Anyone who has boarded flights out of John F. Kennedy, LaGuardia or Newark airports will agree. Asian airport infrastructure, from Singapore to Dubai, is far superior.
US roads and bridges are also in a state of disrepair. The American railway network, Amtrak, is a shambles. Bullet trains in the world’s largest economy are unheard of. The New York subway is shambolic as well.
Now the McKinsey Global Institute (MGI) has shed light on the reasons for this sorry state of affairs. According to the firm’s report published recently, “China spends more on economic infrastructure annually than North America and Western Europe combined.”
Infrastructure spending is, in fact, falling across the industrialised world: the US, Britain, Australia and Italy. The exceptions are Japan, Germany and China.

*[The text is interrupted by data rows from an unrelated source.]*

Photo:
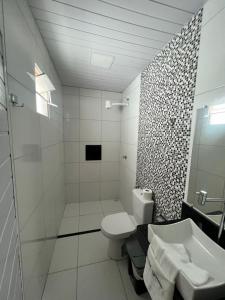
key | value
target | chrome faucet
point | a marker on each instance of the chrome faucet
(203, 198)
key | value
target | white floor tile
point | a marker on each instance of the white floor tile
(130, 292)
(111, 206)
(69, 225)
(65, 254)
(92, 248)
(92, 207)
(89, 222)
(100, 281)
(71, 210)
(61, 285)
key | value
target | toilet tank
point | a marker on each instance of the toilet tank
(142, 208)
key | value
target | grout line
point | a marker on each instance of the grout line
(95, 263)
(61, 236)
(122, 281)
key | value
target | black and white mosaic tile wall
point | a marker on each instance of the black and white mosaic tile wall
(167, 96)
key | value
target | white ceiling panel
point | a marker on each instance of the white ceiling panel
(131, 31)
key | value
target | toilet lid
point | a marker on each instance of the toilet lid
(117, 226)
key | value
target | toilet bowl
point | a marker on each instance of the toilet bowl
(117, 227)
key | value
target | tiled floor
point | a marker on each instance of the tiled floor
(80, 268)
(86, 216)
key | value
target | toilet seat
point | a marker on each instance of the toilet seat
(118, 226)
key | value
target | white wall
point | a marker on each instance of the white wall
(87, 121)
(129, 140)
(210, 85)
(38, 147)
(10, 271)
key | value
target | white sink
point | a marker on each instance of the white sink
(202, 251)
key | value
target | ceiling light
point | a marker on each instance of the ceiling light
(102, 61)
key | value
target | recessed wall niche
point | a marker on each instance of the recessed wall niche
(93, 152)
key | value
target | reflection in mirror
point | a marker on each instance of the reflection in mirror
(207, 174)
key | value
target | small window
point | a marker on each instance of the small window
(43, 87)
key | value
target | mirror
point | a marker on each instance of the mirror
(207, 173)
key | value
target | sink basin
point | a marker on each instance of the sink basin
(202, 251)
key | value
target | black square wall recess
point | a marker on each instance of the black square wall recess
(93, 152)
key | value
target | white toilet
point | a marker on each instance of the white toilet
(118, 227)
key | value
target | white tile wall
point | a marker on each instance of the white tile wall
(10, 271)
(128, 146)
(97, 126)
(38, 148)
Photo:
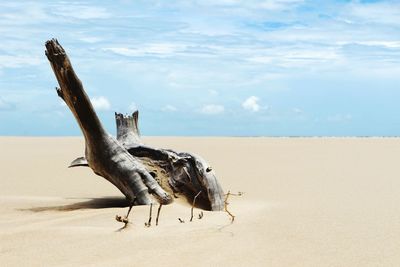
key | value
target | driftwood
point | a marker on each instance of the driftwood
(137, 170)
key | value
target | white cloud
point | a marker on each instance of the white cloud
(82, 12)
(297, 111)
(101, 103)
(4, 105)
(212, 109)
(169, 108)
(133, 107)
(340, 118)
(155, 49)
(251, 104)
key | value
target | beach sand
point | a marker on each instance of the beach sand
(306, 202)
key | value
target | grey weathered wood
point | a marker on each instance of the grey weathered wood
(186, 173)
(135, 169)
(104, 154)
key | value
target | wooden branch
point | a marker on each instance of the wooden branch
(194, 203)
(137, 170)
(104, 154)
(180, 172)
(158, 213)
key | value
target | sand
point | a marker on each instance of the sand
(307, 202)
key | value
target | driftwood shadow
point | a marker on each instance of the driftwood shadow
(94, 203)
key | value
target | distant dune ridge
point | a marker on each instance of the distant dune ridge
(306, 202)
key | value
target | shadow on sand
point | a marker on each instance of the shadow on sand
(94, 203)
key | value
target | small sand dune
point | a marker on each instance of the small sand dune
(306, 202)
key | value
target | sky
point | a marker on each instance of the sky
(207, 67)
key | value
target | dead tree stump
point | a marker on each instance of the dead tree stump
(137, 170)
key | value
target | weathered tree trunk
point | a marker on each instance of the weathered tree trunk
(138, 171)
(181, 172)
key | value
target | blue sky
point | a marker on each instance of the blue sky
(210, 67)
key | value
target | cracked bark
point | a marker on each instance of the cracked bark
(137, 170)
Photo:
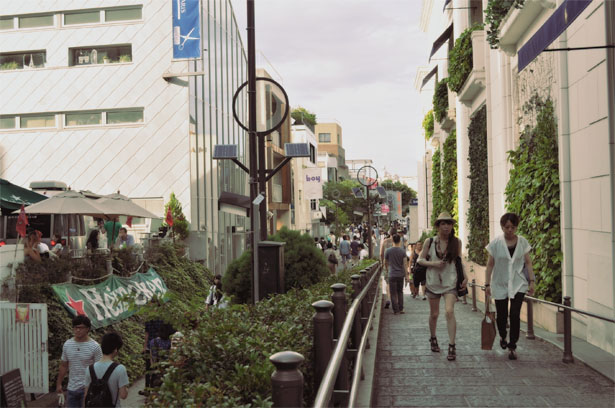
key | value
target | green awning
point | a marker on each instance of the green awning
(13, 196)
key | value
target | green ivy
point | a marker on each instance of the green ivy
(440, 100)
(460, 59)
(533, 193)
(436, 191)
(428, 125)
(494, 14)
(478, 212)
(449, 175)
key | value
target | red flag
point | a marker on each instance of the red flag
(169, 219)
(22, 222)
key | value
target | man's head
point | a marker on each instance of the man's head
(111, 343)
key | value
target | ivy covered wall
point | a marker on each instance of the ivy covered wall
(478, 212)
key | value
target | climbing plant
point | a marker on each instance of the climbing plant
(428, 125)
(449, 175)
(478, 212)
(494, 14)
(460, 59)
(440, 100)
(533, 193)
(436, 192)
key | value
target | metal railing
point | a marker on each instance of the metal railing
(333, 332)
(566, 308)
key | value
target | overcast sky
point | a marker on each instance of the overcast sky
(354, 61)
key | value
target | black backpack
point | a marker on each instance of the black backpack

Let’s mine the data. In the 21-year period between 1992 and 2013 China spent an average of 8.6 per cent of GDP every year on infrastructure. India did relatively well with an average annual expenditure on infrastructure of 4.9 per cent of GDP.
This was during the post-1991 economic reforms period when liberalisation encouraged foreign direct investment (FDI) in infrastructure. Public private partnerships (PPP) also took off, especially in highways and other civic projects.
In contrast, the US spent an annual average of 2.5 per cent of GDP on infrastructure during this 21-year period – less than a third of China’s average spend. (America’s larger economy though obviously made absolute expenditure in the US higher.) Western Europe and Latin America too spent just 2.5 per cent and 2.4 per cent of GDP respectively on average every year on infrastructure.
The downside of China’s infra splurge is the phalanx of overbuilt infrastructure – empty buildings, closed malls and entire ghost towns. With the Chinese economy in trouble, a banking and real estate crisis looms. Infra spending is likely to slow as demand catches up only gradually with supply.
The McKinsey report suggests greater private investment in infra-deficit countries like India. That is exactly what Transport Minister Nitin Gadkari is doing. His ministry is currently building 27 km of roads and highways a day. The target is 30-35 km a day by 2017.
India’s new FDI liberalisation norms in the aviation sector will boost both brownfield and greenfield airports. Private investment in airports in Mumbai, New Delhi and Hyderabad over the past few years has transformed travellers’ experiences and boosted tourism.
Trump is right to bemoan JFK airport’s crumbling terminals. America needs to play catch-up with Asia across a swathe of infra sectors. De-industrialisation has hit America hard. Cities like Detroit, once the nerve centre of the American automobile industry, have lost over half their population during the last two decades. Jobs in industry are shrinking. Downtown areas in many US cities present a picture of desolation and crime.
It is this angst among America’s middle-class that Trump is tapping into. It could impact the forthcoming US presidential election in unpredictable ways.